Toronto: A substance found in grapefuit could become a key ingredient in fighting obesity and diabetes, according to a new study.
Naringenin, a flavonoid found in citrus fruit such as grapefruit which gives it its bitter taste , makes the liver burn fat instead of storing it.
But high concentrations, far more than is available in the fruit, would be needed to achieve fat-busting benefits. The chemical also helps balance insulin and glucose levels.
If it could be made into a tablet then it could help treat patients suffering from Type 2 diabetes, a main cause of heart disease.
Successful tests have already been carried out on mice by researchers at the Robarts Research Institute at the University of Western Ontario, in Canada, and published in the journal Diabetes.
Two groups of mice were both fed the equivalent of a Western diet to speed up their metabolic syndrome – the process which leads to Type 2 diabetes in humans.
One of the groups ate food that had been treated with naringenin. The non-naringenin mice became obese, their cholesterol levels rose and their bodies became resistant to insulin, a hormone that regulates blood sugar levels.
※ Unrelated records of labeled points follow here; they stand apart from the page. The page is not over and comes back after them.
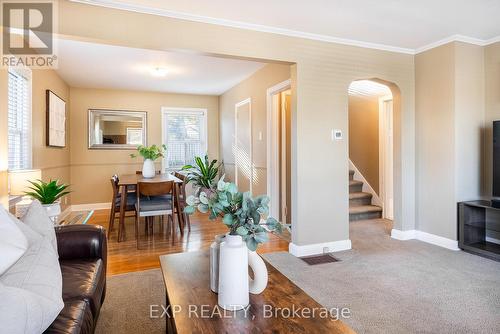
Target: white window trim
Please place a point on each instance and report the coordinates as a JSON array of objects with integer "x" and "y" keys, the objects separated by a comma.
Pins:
[
  {"x": 175, "y": 110},
  {"x": 26, "y": 73}
]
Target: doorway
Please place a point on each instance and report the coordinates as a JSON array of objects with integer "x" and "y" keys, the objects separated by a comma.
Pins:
[
  {"x": 371, "y": 151},
  {"x": 243, "y": 145},
  {"x": 279, "y": 114}
]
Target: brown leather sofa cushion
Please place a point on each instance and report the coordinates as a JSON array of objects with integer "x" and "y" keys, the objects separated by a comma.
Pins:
[
  {"x": 76, "y": 317},
  {"x": 84, "y": 279}
]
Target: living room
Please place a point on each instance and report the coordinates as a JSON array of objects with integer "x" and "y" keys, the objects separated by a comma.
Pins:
[{"x": 221, "y": 72}]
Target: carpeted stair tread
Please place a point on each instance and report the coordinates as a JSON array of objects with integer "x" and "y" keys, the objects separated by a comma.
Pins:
[
  {"x": 364, "y": 209},
  {"x": 359, "y": 195}
]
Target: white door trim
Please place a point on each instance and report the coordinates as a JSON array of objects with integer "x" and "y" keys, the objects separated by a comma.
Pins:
[
  {"x": 166, "y": 110},
  {"x": 273, "y": 185},
  {"x": 250, "y": 154}
]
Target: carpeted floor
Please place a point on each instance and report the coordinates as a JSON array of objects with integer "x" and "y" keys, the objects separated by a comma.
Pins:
[
  {"x": 390, "y": 286},
  {"x": 126, "y": 308},
  {"x": 396, "y": 286}
]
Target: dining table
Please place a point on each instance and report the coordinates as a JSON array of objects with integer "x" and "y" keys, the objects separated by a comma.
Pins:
[{"x": 125, "y": 181}]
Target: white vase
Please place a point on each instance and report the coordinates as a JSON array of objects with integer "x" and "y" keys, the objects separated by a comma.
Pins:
[
  {"x": 233, "y": 274},
  {"x": 148, "y": 169},
  {"x": 214, "y": 262},
  {"x": 260, "y": 277},
  {"x": 53, "y": 211}
]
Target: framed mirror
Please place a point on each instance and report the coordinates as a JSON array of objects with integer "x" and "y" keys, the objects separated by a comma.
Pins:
[{"x": 117, "y": 129}]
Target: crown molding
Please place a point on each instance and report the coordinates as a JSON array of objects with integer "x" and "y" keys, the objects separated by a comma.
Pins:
[
  {"x": 458, "y": 38},
  {"x": 281, "y": 31},
  {"x": 243, "y": 25}
]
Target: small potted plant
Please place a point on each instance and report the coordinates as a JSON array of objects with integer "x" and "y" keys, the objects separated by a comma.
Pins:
[
  {"x": 49, "y": 194},
  {"x": 203, "y": 175},
  {"x": 150, "y": 154}
]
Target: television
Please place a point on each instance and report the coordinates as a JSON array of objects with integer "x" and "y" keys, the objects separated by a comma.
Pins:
[{"x": 496, "y": 161}]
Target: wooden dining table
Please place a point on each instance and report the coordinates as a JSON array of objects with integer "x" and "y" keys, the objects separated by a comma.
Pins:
[{"x": 127, "y": 180}]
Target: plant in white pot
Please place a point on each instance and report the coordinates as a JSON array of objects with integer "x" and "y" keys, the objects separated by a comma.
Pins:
[
  {"x": 49, "y": 194},
  {"x": 243, "y": 215},
  {"x": 203, "y": 175},
  {"x": 150, "y": 154}
]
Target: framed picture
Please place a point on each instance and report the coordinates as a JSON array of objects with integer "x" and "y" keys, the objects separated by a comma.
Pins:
[{"x": 56, "y": 120}]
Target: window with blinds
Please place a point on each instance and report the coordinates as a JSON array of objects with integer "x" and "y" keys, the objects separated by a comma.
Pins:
[
  {"x": 19, "y": 122},
  {"x": 185, "y": 136}
]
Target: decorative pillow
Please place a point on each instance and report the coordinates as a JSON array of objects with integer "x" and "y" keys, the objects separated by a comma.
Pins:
[
  {"x": 21, "y": 311},
  {"x": 34, "y": 284},
  {"x": 37, "y": 218},
  {"x": 13, "y": 243}
]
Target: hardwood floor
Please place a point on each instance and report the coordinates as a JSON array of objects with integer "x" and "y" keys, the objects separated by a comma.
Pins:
[{"x": 124, "y": 256}]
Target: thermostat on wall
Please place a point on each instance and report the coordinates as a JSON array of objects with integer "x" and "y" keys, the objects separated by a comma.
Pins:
[{"x": 336, "y": 134}]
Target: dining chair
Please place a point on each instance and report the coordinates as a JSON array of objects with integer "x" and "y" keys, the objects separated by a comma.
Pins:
[
  {"x": 116, "y": 205},
  {"x": 154, "y": 199},
  {"x": 182, "y": 196}
]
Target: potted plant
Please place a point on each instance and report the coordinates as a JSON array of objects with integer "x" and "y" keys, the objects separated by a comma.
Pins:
[
  {"x": 150, "y": 154},
  {"x": 244, "y": 216},
  {"x": 203, "y": 174},
  {"x": 49, "y": 194}
]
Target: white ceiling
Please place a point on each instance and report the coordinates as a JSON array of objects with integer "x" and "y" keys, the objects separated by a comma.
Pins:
[
  {"x": 367, "y": 88},
  {"x": 401, "y": 25},
  {"x": 92, "y": 65}
]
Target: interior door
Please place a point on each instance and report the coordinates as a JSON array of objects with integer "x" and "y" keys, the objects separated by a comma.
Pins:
[{"x": 243, "y": 146}]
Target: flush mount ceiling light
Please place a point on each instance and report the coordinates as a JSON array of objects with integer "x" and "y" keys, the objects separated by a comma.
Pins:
[{"x": 159, "y": 72}]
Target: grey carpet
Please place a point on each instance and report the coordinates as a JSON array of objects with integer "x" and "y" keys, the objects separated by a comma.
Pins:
[
  {"x": 127, "y": 305},
  {"x": 394, "y": 286}
]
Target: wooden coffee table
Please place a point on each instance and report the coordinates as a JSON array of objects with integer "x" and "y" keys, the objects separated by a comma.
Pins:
[{"x": 192, "y": 306}]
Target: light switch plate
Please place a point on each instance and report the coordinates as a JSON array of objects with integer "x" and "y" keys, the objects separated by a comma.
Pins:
[{"x": 336, "y": 134}]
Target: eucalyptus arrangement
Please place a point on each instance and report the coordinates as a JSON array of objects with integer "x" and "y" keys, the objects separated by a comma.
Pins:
[
  {"x": 150, "y": 152},
  {"x": 203, "y": 173},
  {"x": 240, "y": 212}
]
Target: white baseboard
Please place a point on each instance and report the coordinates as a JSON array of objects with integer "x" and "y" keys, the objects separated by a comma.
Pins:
[
  {"x": 90, "y": 206},
  {"x": 425, "y": 237},
  {"x": 314, "y": 249}
]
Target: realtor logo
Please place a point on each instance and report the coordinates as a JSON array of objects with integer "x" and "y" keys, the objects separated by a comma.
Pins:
[{"x": 28, "y": 34}]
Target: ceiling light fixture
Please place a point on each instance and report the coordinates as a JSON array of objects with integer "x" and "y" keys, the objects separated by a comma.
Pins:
[{"x": 159, "y": 72}]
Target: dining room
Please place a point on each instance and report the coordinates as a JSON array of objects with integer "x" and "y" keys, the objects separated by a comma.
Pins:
[{"x": 136, "y": 128}]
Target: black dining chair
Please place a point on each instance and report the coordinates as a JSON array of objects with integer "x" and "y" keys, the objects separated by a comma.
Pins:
[{"x": 116, "y": 204}]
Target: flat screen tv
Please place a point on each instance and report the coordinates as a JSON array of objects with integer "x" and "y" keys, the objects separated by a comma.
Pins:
[{"x": 496, "y": 159}]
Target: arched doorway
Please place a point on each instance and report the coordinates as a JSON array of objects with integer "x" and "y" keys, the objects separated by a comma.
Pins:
[{"x": 373, "y": 105}]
The mice given the chemical did not suffer from these ailments, despite eating identical diets to the others.
Any rise in cholesterol-was corrected by the naringenin which also reprogrammed their livers to burn fat rather than store it.
Lead researcher Professor Murray Huff added: Furthermore, the marked obesity that develops in these mice was completely prevented by naringenin.
What was unique about the study was that the effects were independent of calorific intake, meaning the mice ate exactly the same amount of food and the same amount of fat. The team will now try to develop the chemical into a treatment for humans.
Note: anyone taking medication should be wary of eating grapefruit as it may interfere with the effect of drugs, such as as statins.